RSLe journaliste Malick Diallo s’était rendu au siège du parti au pouvoir afin de couvrir les travaux de son assemblée générale hebdomadaire. Un membre de la garde rapprochée, qui a vu le journaliste prendre une photo dans la cour au moment où Alpha Condé quittait les lieux, l’a interpellé. L’agent a demandé au journaliste d’effacer la photo, puis a exigé de récupérer la carte mémoire avant de confisquer l’appareil.
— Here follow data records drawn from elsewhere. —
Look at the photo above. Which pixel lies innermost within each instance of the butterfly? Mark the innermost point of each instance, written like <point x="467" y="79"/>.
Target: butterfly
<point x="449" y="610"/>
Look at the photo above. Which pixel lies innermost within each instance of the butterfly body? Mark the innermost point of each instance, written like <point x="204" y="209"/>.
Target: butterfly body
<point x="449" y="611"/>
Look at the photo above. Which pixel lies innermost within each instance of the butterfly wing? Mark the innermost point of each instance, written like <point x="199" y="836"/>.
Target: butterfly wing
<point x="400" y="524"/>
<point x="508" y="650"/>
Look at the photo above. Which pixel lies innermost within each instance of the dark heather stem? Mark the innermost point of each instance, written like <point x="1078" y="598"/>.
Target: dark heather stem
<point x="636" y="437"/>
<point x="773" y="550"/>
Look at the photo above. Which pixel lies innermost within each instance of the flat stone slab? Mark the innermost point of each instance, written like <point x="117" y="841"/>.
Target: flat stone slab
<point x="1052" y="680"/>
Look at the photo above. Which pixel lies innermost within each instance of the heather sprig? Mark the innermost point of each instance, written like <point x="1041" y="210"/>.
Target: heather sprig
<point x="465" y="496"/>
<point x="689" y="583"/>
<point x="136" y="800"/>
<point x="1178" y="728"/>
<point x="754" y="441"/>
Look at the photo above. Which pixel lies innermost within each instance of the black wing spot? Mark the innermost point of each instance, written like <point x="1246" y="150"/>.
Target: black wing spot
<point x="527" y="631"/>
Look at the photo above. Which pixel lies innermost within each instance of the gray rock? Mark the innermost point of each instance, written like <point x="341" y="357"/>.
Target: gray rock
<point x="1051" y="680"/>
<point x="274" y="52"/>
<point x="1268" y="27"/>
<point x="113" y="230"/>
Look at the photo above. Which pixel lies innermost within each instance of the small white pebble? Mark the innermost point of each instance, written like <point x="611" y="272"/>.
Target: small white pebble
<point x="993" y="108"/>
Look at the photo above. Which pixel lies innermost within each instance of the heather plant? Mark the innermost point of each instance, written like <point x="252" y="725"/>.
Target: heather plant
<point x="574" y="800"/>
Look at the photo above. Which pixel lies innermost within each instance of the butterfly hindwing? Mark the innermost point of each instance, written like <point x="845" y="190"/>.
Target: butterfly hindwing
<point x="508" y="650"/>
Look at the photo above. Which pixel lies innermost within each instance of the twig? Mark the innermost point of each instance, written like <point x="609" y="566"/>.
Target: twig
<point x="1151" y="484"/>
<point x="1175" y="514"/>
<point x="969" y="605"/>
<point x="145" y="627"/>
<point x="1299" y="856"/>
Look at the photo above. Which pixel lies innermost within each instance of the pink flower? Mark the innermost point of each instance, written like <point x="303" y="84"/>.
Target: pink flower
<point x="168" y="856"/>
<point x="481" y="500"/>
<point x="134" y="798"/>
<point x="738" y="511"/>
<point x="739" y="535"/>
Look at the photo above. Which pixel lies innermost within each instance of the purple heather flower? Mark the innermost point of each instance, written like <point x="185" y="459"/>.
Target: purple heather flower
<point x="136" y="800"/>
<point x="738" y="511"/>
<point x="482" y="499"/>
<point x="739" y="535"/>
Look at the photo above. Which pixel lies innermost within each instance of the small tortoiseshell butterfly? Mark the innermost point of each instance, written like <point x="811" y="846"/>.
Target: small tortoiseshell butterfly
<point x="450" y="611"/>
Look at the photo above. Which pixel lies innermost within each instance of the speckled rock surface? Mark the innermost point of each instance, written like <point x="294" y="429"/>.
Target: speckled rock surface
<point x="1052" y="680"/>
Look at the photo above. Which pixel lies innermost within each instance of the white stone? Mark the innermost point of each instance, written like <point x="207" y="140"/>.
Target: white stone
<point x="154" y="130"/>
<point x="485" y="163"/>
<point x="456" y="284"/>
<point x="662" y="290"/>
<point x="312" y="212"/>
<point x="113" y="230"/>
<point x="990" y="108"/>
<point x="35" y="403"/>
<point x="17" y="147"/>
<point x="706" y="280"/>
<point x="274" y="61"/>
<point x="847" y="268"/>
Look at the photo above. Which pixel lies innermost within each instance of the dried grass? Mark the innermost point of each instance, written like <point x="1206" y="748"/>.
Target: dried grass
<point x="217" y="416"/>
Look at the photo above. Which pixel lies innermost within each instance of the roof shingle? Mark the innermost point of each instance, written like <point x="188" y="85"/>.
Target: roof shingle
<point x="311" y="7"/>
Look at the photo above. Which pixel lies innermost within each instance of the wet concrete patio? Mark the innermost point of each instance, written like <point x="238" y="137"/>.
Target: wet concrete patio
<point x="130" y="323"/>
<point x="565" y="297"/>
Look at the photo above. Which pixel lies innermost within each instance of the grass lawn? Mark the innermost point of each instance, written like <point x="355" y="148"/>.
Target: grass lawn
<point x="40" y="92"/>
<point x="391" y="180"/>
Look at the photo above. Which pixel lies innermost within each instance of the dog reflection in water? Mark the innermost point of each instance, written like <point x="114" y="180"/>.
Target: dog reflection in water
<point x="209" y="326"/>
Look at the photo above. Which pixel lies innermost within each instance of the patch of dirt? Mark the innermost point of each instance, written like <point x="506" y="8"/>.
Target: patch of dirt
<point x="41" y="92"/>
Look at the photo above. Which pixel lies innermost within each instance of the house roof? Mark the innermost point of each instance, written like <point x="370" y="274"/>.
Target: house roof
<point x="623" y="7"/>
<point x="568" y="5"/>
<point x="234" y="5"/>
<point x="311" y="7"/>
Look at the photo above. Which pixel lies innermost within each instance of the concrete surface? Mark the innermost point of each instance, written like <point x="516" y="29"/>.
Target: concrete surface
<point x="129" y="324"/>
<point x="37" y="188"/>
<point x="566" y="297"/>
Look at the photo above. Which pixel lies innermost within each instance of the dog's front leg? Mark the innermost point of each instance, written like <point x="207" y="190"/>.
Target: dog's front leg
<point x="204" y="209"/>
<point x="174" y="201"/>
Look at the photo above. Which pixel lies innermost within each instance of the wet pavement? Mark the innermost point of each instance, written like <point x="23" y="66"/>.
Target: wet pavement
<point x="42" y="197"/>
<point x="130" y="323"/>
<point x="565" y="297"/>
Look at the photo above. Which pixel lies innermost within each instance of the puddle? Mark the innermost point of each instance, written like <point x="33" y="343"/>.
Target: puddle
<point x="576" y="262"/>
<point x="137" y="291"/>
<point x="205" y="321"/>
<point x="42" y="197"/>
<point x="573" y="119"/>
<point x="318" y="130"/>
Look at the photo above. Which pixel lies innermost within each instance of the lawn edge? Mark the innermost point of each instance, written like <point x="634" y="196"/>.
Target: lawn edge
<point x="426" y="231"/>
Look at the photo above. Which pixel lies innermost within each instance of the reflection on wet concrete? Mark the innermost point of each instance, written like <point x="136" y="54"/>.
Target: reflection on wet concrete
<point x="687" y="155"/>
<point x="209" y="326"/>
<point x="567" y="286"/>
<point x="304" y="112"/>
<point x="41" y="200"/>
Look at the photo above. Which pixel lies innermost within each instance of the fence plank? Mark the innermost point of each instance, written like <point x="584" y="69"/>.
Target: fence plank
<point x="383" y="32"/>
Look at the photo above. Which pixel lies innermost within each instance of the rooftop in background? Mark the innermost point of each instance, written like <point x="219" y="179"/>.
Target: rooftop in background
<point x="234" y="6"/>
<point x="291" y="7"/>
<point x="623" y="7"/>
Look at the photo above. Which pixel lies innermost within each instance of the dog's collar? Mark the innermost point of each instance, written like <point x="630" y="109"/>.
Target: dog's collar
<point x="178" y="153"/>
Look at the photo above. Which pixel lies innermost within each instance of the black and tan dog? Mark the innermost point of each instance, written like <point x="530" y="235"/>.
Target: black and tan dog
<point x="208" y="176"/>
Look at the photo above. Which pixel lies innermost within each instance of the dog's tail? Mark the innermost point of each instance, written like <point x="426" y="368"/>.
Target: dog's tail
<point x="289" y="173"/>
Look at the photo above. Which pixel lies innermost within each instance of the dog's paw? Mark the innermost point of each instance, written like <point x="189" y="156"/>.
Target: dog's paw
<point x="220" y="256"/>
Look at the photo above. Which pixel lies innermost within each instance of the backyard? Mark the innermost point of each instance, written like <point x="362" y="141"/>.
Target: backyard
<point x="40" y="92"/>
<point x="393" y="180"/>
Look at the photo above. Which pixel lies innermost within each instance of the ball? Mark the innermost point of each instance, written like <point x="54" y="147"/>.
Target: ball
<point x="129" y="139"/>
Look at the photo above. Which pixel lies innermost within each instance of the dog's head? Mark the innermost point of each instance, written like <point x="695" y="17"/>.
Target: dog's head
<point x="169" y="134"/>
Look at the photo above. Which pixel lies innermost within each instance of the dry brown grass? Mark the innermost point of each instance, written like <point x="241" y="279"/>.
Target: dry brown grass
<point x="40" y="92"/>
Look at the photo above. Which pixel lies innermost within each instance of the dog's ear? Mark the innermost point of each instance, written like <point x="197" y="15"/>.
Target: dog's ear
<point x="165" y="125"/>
A ce moment , plusieurs « Bérets Rouges », les éléments de la garde rapprochée se sont mis à le battre et ont déchiré ses vêtements avant de le jeter dans un véhicule militaire.

Il a été conduit au siège de la garde présidentielle, à la présidence de la République, où il a été sévèrement battu, et insulté en raison de son appartenance ethnique notamment.

La présence d’Alpha Condé à cette réunion était problématique, puisque l’article 38 de la Constitution interdit explicitement au Président de la République de participer aux activités de partis politiques.

« De tels actes de violence arbitraires envers les journalistes sont absolument intolérables, déclare Reporters sans frontières. D’autant plus, poursuit-elle, qu’ils accompagnent souvent d’une totale impunité. « Nous demandons que les éléments de la garde présidentielle responsables de cette agression soient identifiés et sanctionnés ».

Contactées par Reporters sans frontières, des associations guinéennes de médias ont fait part de leur indignation face aux violences répétées contre les journalistes et ce qu’ils estiment être des violations répétées de la Constitution par le Président Condé.

Le journaliste Malick Diallo et son journal envisagent de porter plainte dans les jours à venir.

Critiquer le président est passible de lourdes conséquences dans le pays. Le 22 juin, le tribunal de première instance de Kankan, capitale de la Haute Guinée, avait condamné le journaliste Malick Bouya Kébé, de la Radio Milo FM, à un million de francs guinéens d’amende pour “complicité d’outrage envers le président” Alpha Condé.

Le procès s’est déroulé sans l’assistance d’un avocat. Il lui a été reproché de ne pas avoir coupé le micro au moment où son invité a critiqué le discours du Président Condé.

Ce discours avait pourtant été discuté sur la quasi totalité des radios privées du pays. Mais à Kankan, le fief du RPG, le tribunal a décidé de s’auto-saisir.